After years of neglect, one of Lancashire’s oldest houses went under the hammer earlier this year. Local historian Keith Johnson looks back at the life and times of Buckshaw Hall
According to a tablet on a gable end, Buckshaw Hall was built in 1654. It was the work of Major Edward Robinson, a Roundhead officer, who was a loyal supporter of Oliver Cromwell in those English Civil War days of 1642 -1648.
The Buckshaw Estate was originally in the possession of the Anderton family who sold it to Major Robinson in 1652. While most other land owners were suffering penalties, such as incarceration, for supporting Charles I, he was looked upon favourably by Cromwell and his followers. History tells us that while merely Captain Robinson he was captured near Chorley by Lord Molyneux in 1643 and taken to Lathom House.
A book titled ‘A Discourse on the Warre in Lancashire’ is credited to him. He reflected in that manuscript on the heartfelt weariness of war and the despair and hardship which had befallen the population and the soldiers embroiled in the battles. The sequestrated estate of Chorley Hall came into his possession in 1653, although only for the lifetime of Richard Chorley. Consequently, when Chorley died in 1662 the estate reverted to his son and Robinson fell into debt.
In a impoverished state he was obliged to hand Buckshaw Hall over to Richard Brooke of Astley Hall who in return cleared his debts. He died in 1681 and was buried at Leyland Parish Church. His name appears among the founders of Chorley Grammar School and it is claimed he was a keen fund raiser for the school, being credited with persuading officers and men who fought on Cromwell’s side to donate the princely sum of £86 to school funds.

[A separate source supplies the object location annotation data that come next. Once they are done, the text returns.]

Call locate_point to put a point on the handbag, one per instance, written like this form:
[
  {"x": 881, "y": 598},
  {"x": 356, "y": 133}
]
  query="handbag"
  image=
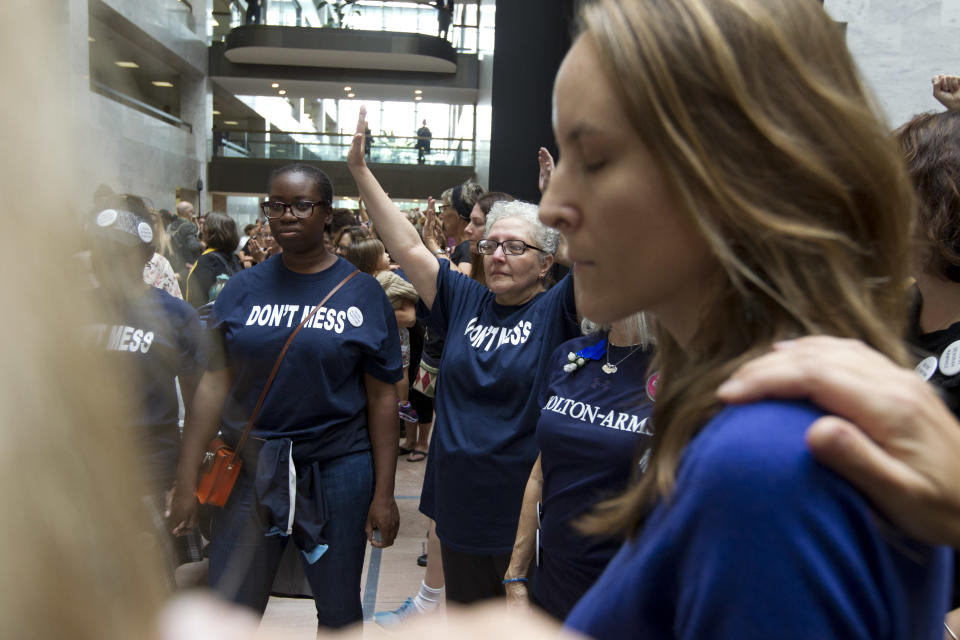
[{"x": 222, "y": 464}]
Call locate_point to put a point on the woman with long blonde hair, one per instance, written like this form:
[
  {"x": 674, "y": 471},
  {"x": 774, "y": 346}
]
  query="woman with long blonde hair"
[{"x": 726, "y": 171}]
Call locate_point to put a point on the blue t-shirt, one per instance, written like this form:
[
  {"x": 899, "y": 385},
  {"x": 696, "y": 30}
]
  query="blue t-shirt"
[
  {"x": 593, "y": 428},
  {"x": 761, "y": 541},
  {"x": 153, "y": 338},
  {"x": 318, "y": 394},
  {"x": 483, "y": 443}
]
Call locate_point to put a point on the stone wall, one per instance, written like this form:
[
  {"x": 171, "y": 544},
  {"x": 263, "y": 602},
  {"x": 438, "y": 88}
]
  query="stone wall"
[{"x": 899, "y": 45}]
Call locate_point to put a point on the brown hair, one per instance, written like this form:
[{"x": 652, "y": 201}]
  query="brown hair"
[
  {"x": 365, "y": 254},
  {"x": 931, "y": 145},
  {"x": 486, "y": 202},
  {"x": 776, "y": 156},
  {"x": 220, "y": 232}
]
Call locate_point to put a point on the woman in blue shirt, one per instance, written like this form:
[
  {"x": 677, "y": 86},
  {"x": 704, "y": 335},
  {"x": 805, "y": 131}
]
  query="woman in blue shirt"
[
  {"x": 498, "y": 340},
  {"x": 722, "y": 168},
  {"x": 594, "y": 427},
  {"x": 328, "y": 425}
]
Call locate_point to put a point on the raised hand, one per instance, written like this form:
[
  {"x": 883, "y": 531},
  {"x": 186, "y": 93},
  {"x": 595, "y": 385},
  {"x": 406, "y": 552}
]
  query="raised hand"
[
  {"x": 546, "y": 168},
  {"x": 946, "y": 89},
  {"x": 355, "y": 157}
]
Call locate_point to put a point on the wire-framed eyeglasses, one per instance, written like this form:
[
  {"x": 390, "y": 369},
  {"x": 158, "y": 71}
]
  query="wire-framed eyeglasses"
[
  {"x": 300, "y": 208},
  {"x": 510, "y": 247}
]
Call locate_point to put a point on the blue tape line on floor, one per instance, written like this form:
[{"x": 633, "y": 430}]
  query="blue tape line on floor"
[{"x": 373, "y": 578}]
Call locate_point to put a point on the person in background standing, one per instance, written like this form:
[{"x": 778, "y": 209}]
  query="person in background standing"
[
  {"x": 444, "y": 17},
  {"x": 184, "y": 240},
  {"x": 424, "y": 136}
]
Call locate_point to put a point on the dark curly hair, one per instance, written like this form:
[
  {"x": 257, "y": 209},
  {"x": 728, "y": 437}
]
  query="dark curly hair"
[{"x": 931, "y": 146}]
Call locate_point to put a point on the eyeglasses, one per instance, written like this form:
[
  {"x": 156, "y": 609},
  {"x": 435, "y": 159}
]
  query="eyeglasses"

Along with Sir Richard Standish he was elevated to the role of Justice of the Peace for Chorley, and became the first magistrate to conduct a marriage in Chorley Market Place – at a time when the so called ‘Barebones Parliament’ came into being following the execution of Charles I. The Buckshaw estate was owned by John Walmsley in the 19th century before later passing into the ownership of the Townley-Parker family and the Cross family of Shaw Hill. In 1850 the estate made the news in the local paper when it was announced that farmer Richard Dickinson, of Buckshaw Hall, and his wife had between them destroyed no less than 162 rats discovered in one stack of grain.
Mrs. Dickinson with her own hands had unflinchingly killed 42 of the vermin. This was the Richard Dickinson who 10 years earlier had scooped an award from the Leyland Agricultural Society for an excellent crop of Swedish turnips. According to a second date panel of 1885, mounted on the gable of the south wing, this Elizabethan-style half timbered structure underwent considerable restoration work by Colonel Thomas Richard Crosse.
The two storey timber hall having its central part flanked by two protruding gables, one at each end with two brick chimneys built into northerly and southerly elevations. The last private occupant of Buckshaw Hall was Richard Stock who purchased it circa 1923 and who was associated with Cowling Mill at Chorley, holding the position of secretary and sales director there. Also owning the extensive Lower Buckshaw Farm which he let to Robert Critchley who farmed much of the surrounding land at that time.
Another familiar name from the area was Thomas Wilcock who was born at Buckshaw Hall farm and spent much of his early life farming in the district. He then spent a long period partaking in seafaring adventures before returning to the land and farming at Charnock House farm where his agricultural knowledge became recognised far and wide. He died in 1940, aged 96, when he was said to be Chorley’s oldest resident. Robert Stock’s association with the building ended in 1936 when the Government took over the premises which were inside the area earmarked for the Royal Ordnance munitions factory.
Lower Buckshaw Farm was the land just beyond the Preston-Bolton railway line and like the railway was enclosed within the perimeter fencing of the ROF in 1937. The building of the munitions factory site was a great undertaking with more than 4,000 men involved in the project and working around the clock. Part of the undertaking was the building of the Euxton Viaduct spanning the main railway line, that alone cost over £90,000.
Buckshaw Hall itself became the official residence of the engineer in charge of the munitions factory site. The Royal Ordnance Factory closed in 2005 and the estate reverted to private ownership with the land being developed as Buckshaw Village. After decades of neglect Buckshaw Hall became a target for vandals and in July 2012 its windows were smashed, walls damaged and historical features destroyed.
Despite his affection for the place owner John Greenhalgh found the costs of restoration work were restrictive with its Grade II listed status meaning the work carried out had to be done to recreate the old features. Despite more than £500,000 being spent on external restoration in 2008 when Buckshaw Village was being developed more needed to be done.
With Buckshaw Hall now auctioned off it seems like the building surrounded by lands where Cavaliers and Roundheads once roamed could have a bright future after years of decline.